Is Europe’s poison at last losing its bite?

To evaluate in a not particularly scientific way the strength of the linkage between markets and media babble over Greece, I put together the figure below. In the upper panel I inserted a line chart showing the weekly frequency with which the phrase “Greek crisis” appeared in Google News from January 2010 to January 2012. The figures on the y-axis have been normalised and scaled by Google Trends, so it’s best to focus on the shape and timing of the curve rather than the absolute level. In the lower panel I put weekly price data for the S&P 500. I expected to find that media coverage of the European mess depressed share prices, but I was only partly correct.

Frequency of Greek crisis appearing in Google news vs S&P500 index

After the first substantial media coverage of the Greek crisis, the S&P500 index fell from 1212 in late April 2010 to 1022 in early July 2010, a decline of more than 15%. Then there was another spike of media interest in the Greek crisis in early July 2011 and the index went from 1340 to 1100 by early October, a fall of 18%.

However, since late 2011 the market has seemed to shrug off further media coverage and decided that – at least for now – the negatives are outweighed by other positive factors elsewhere. Since those October 2011 lows, the S&P500 has risen about 20% (calculated up to the end of January 2012).

This chart suggests to me that the power of media coverage of the European crisis to suppress the market may be waning. If that is the case, this in turn should mean a more supportive environment for stocks.

Not much of a window

So, the risk to my “wait and see” approach is that the shadow thrown by the European crises may be clearing, giving cyclicals some room to run. In my experience, when cyclically-inclined industrial stocks move, they move fast and hard. You might think that the move in Hiwin’s share price should be considered to mark one extreme of the spectrum, but it’s interesting to note that even Japan’s auto parts stocks (a relatively pedestrian group) posted similar gains towards the end of the 2008-2009 global financial crisis.

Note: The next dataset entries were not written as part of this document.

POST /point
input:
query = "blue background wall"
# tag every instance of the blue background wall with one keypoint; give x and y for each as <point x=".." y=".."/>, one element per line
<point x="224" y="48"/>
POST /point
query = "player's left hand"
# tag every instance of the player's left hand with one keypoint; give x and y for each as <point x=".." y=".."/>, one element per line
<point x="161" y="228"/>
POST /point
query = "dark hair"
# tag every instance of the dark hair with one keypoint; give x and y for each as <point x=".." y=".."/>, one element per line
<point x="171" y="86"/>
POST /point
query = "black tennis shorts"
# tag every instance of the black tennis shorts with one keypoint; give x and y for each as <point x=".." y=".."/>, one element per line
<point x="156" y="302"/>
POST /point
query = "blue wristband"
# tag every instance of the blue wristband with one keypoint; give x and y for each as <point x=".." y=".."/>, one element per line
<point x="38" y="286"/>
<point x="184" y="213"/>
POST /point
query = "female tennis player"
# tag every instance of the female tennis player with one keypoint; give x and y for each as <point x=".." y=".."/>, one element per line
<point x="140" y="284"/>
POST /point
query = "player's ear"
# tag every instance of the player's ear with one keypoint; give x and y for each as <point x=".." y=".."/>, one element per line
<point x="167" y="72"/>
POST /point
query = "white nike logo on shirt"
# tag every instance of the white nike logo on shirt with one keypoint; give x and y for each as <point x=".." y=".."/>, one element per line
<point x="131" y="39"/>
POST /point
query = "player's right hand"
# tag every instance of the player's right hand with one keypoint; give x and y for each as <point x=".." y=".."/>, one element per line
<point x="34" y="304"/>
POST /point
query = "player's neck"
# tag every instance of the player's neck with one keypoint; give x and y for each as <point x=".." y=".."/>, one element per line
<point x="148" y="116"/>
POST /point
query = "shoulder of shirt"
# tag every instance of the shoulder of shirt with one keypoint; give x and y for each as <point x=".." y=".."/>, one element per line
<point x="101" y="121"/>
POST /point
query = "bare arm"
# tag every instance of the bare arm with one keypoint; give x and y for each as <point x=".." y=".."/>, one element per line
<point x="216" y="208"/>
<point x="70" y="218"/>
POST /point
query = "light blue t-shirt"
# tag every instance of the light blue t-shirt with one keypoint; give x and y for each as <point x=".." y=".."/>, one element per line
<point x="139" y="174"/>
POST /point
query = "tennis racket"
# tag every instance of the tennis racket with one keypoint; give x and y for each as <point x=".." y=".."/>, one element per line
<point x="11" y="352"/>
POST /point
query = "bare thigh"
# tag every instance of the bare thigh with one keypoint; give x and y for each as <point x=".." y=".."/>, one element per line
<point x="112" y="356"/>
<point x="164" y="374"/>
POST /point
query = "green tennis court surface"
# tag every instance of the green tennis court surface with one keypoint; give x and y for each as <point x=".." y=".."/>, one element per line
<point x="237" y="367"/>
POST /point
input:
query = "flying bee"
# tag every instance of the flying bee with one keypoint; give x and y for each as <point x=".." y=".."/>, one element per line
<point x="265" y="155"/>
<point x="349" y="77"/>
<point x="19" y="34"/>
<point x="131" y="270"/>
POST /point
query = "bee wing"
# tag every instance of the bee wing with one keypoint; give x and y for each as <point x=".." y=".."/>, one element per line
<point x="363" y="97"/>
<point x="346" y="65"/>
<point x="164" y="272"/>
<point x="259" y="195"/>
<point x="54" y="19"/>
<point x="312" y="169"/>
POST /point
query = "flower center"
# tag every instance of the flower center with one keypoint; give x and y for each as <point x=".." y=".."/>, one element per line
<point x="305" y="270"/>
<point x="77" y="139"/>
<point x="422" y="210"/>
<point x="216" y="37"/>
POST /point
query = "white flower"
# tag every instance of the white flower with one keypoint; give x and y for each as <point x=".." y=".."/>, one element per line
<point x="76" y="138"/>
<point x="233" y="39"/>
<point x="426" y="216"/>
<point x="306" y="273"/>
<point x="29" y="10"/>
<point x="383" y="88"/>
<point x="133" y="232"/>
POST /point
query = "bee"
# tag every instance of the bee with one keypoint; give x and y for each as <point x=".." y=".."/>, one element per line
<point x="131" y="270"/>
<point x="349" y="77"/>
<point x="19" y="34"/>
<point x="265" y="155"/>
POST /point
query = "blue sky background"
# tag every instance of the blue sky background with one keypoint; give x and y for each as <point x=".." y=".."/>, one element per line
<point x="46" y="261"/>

Take Denso, for example. On 5 December 2008 the share price bottomed at Y1,254 yen and by 7 May 2009 it had more than doubled to Y2,595. The share price dipped then rose again to reach Y2,945 in August, but that was a piffling 13% increase. The big money had already been made in the first few months from the bottom.

In other words, the window of investment opportunity for industrials and cyclicals, here today in February 2012, could be measured in months rather than quarters. If you miss it, you’ll likely underperform. Possibly I have already missed it.

Meanwhile, Ex-Machinery Guy thinks the time to buy has come and is busy stuffing his trousers with cyclicals. He may have a point. Whenever the markets are tanking and the light at the end of the tunnel seems not to exist, I take out and read again a quote that I first scribbled in my notebook more than a decade ago. It’s pure gold.

“When the pressure to sell is the greatest, that is when I start shaking my head and state, ‘It should hold here’. When I rush to the brokerage office a half hour before opening time to be sure I am there to watch the crash, when I feel my stomach turn and food doesn’t appeal to me, when the blood is rushing to my head and my breathing is a little short because I know I must make a decision, possibly to salvage what is left, when my broker’s voice is trembling, when the faces in the board room are full of fear, then, I have learned this is not the time to sell. THIS IS THE TIME TO BUY.”  (Edward S Jensen “Mass Psychology” quoted in James Dines, “How the Average Investor Can Use Technical Analysis for Stock Profits”)

There was plenty of doom and gloom in October 2011 so maybe that was indeed the time to buy. I’ll be interested to see whether, in a few months time, Ex-Machinery Guy is crying into his Ardbeg – or whether he’s laughing all the way to the bank.